Further, the Km value for PheDH phenylalanine measured by a colorimetric method (homogeneous system) was 75 μM, whereas the apparent Km value for phenylalanine of this sensor was 42 μM, which was advantageous for high-sensitivity detection.

FIG. 6 shows a comparison of the substrate specificities of the phenylalanine sensor and phenylalanine dehydrogenase.
This sensor showed almost the same substrate specificity as the phenylalanine dehydrogenase itself measured by the colorimetric method.
It was revealed that the selectivity to phenylalanine is high.
The present invention can be applied to early diagnosis of inborn errors of metabolism such as phenylketonuria and detection of useful components in foods by quantifying phenylalanine in blood and foods.
Moreover, since phenylalanine dehydrogenase and diaphorase are directly covalently immobilized on the electrode surface, it can be used repeatedly if the electrode is washed and immersed in a buffer solution containing a coenzyme and an electron mediator.

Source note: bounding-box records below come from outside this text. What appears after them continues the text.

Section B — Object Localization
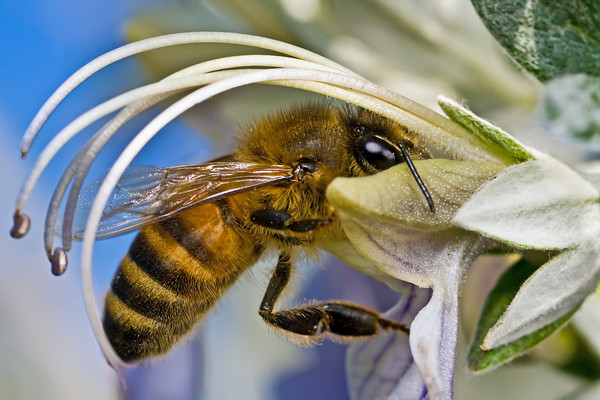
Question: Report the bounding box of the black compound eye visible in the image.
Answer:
[298,157,319,174]
[358,135,403,171]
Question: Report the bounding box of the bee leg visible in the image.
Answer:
[258,254,409,340]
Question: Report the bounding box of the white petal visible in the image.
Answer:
[452,156,600,249]
[410,241,472,400]
[346,283,431,400]
[339,212,464,287]
[483,243,600,349]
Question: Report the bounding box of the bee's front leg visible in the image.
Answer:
[258,254,409,341]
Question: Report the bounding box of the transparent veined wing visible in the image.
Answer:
[65,161,293,239]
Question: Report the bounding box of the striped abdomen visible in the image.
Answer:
[104,201,260,361]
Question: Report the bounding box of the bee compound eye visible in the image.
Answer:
[358,135,403,171]
[298,157,319,174]
[400,139,415,149]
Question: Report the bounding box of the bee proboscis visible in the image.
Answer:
[74,103,434,361]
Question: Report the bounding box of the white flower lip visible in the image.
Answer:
[15,32,496,394]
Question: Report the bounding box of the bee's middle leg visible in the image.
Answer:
[258,254,409,339]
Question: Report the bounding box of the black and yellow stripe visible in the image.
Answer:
[104,199,260,361]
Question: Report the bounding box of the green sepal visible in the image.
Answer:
[471,0,600,82]
[468,258,579,372]
[438,96,535,164]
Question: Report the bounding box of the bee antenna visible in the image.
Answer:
[397,143,435,212]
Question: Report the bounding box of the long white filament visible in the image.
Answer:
[15,32,510,379]
[42,55,342,257]
[77,68,504,374]
[21,32,353,157]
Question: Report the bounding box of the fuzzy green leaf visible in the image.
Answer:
[472,0,600,82]
[540,74,600,148]
[438,96,534,164]
[468,259,579,372]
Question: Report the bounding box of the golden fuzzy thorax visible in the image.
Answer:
[233,103,431,250]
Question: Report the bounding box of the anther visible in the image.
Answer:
[10,211,31,239]
[51,247,68,276]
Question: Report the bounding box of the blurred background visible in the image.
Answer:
[0,0,600,400]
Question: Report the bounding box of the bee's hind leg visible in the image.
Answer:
[258,254,409,340]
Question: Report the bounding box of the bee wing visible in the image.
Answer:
[69,161,293,239]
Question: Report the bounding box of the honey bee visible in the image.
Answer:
[81,103,434,362]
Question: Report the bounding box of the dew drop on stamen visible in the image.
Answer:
[51,247,68,276]
[10,211,31,239]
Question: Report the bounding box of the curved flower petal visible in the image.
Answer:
[346,283,431,400]
[410,237,479,400]
[483,243,600,349]
[452,155,600,249]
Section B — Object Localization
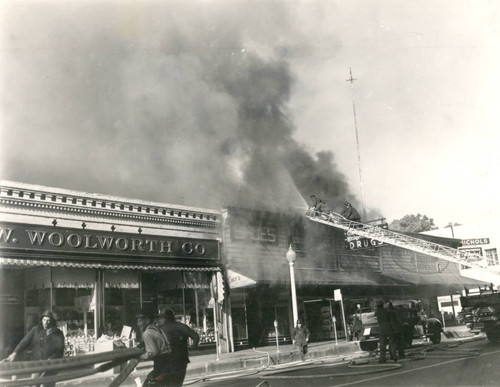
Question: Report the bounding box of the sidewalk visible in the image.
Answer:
[57,326,485,386]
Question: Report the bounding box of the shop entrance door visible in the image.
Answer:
[304,298,339,341]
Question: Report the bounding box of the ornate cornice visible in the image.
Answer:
[0,180,221,228]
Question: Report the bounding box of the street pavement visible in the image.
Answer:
[57,326,485,387]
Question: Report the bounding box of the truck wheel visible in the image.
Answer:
[430,332,441,344]
[359,341,378,352]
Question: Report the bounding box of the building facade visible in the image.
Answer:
[222,207,483,346]
[424,221,500,287]
[0,181,223,355]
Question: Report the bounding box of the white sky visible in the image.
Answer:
[0,0,500,226]
[286,1,500,226]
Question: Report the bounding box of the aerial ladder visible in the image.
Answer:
[306,208,500,275]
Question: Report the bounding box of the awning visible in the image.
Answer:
[226,270,257,289]
[0,258,220,271]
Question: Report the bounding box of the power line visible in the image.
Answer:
[346,67,366,219]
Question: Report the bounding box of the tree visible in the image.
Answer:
[389,214,437,232]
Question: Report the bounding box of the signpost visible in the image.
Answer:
[333,289,349,341]
[332,316,338,345]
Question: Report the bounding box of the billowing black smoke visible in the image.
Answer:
[0,2,356,209]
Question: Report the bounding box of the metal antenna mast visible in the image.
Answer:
[346,67,366,220]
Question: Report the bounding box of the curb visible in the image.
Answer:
[186,342,361,380]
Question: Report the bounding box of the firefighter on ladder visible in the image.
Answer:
[340,202,361,222]
[310,195,326,216]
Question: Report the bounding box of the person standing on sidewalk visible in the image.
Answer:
[158,308,200,387]
[5,310,64,387]
[292,320,309,361]
[135,312,171,387]
[375,301,397,363]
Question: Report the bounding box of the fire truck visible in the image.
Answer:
[459,284,500,342]
[353,300,443,351]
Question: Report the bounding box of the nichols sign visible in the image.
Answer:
[0,223,219,260]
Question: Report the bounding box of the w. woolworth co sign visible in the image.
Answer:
[0,223,219,260]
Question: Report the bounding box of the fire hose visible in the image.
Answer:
[0,348,143,387]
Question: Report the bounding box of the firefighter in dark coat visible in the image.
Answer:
[375,301,397,363]
[5,310,64,387]
[340,202,361,222]
[292,320,309,361]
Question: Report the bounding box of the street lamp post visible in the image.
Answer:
[286,245,299,326]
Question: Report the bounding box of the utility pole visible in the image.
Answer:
[346,67,366,220]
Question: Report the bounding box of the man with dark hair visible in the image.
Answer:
[340,202,361,222]
[5,310,64,387]
[135,312,170,386]
[375,301,397,363]
[158,308,200,387]
[310,195,326,215]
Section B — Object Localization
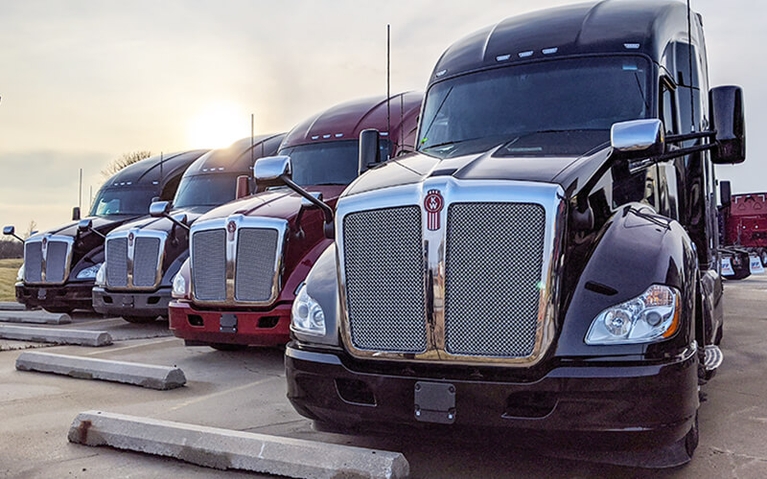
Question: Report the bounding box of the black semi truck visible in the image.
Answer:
[268,0,745,466]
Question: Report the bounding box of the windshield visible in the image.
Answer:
[278,140,389,186]
[90,186,160,216]
[173,173,237,208]
[418,56,652,158]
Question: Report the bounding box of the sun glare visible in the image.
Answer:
[188,103,250,148]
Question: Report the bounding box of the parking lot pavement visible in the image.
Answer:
[0,275,767,479]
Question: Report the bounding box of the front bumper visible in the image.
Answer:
[16,282,93,311]
[285,342,699,447]
[168,301,291,346]
[93,286,171,317]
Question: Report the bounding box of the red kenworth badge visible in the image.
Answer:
[423,190,445,231]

An electrode structure is shown. The measurement system is shown. The measurement principle of the sensor is shown. The change of the cyclic voltammogram of the sensor depending on the phenylalanine concentration is shown. The dependence of the catalyst current at 290 mV on the phenylalanine concentration is shown. The comparison of the substrate specificity of a phenylalanine sensor and phenylalanine dehydrogenase is shown.

Claims (5)

  A phenylalanine sensor comprising an electrode system composed of a working electrode and a counter electrode on which phenylalanine dehydrogenase and diaphorase are immobilized, and a reagent solution containing a coenzyme and an electron mediator.   2. The phenylalanine sensor according to claim 1, wherein the working electrode is obtained by simultaneously immobilizing phenylalanine dehydrogenase and diaphorase on the electrode by a covalent bond method.   The phenylalanine sensor according to claim 1 or 2, wherein the coenzyme is NADH or NADPH.   The electron mediator is one of ferrocene derivatives, quinones, potassium ferricyanide, osmium complexes, ruthenium complexes, phenothiazine derivatives, phenazine methosulfate derivatives, p-aminophenol, meldora blue, and 2,6-dichlorophenol indophenol. The phenylalanine sensor according to any one of claims 1 to 3. A method for measuring phenylalanine contained in a living body or food,
Using an electrode system consisting of a working electrode and a counter electrode in which phenylalanine dehydrogenase and diaphorase are immobilized,
Electron transfer reaction from phenylalanine substrate to NAD ⁺ or NADP ^{+ using} phenylalanine dehydrogenase as a catalyst,
A method for measuring phenylalanine, which comprises subjecting the generated NADH or NADPH to an electron transfer reaction to an electron mediator using diaphorase as a catalyst and measuring an oxidation response current value of a reduced electron mediator under a predetermined applied voltage.